家に入ってすぐにキッチンに向かうと、カレーの鍋に火をつけて、そのあいだに冷蔵庫から出したレタスを洗って千切る。
お皿にごはんをよそって、カレーをかけて、レタスと温泉卵とチーズをトッピングする。
そこまでの過程を、あとから家の中に入ってきたお母さんはカウンターキッチンの向こうから呆然と見ていた。
「すごいじゃない、仁瑚ちゃん。おしゃれカフェに出てくるメニューみたい」
盛り付けをしたカレーのお皿をテーブルに並べると、お母さんがびっくりまなこでわたしの顔とカレーを交互に見てくる。

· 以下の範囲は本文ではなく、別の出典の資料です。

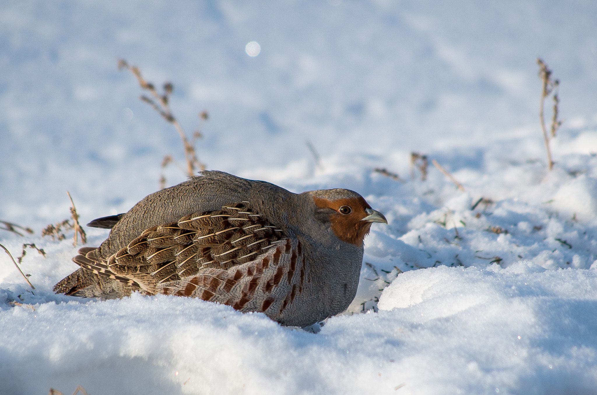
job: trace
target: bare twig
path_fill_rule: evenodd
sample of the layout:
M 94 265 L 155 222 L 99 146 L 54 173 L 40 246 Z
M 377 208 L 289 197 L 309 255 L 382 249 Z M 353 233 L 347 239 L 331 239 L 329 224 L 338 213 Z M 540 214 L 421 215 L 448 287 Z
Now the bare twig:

「おしゃれカフェって……。お母さん、それはちょっと褒めすぎ。味はまだどうだかわかんないから、食べてみて」
ハハッと笑って、席に座ったお母さんにスプーンを手渡す。
向かい合って座ったわたしも、スプーンを持つと、「いただきます」でお母さんと一緒にカレーを口に運んだ。
「ん! 今回は成功だよね」
「うん、おいしい」
わたしの声とお母さんの声が重なる。
激マズ味噌スープやシャバシャバカレーを提供したときのお母さんは、あきらかにわたしを気遣って「おいしい」と言ってくれていたけど、今日の「おいしい」はお世辞じゃなくて本音。
ハイペースでスプーンを口に運んでいくお母さんを見たら、それがわかる。
ようやく、本当に美味しいと思ってもらえるものが作れて嬉しい。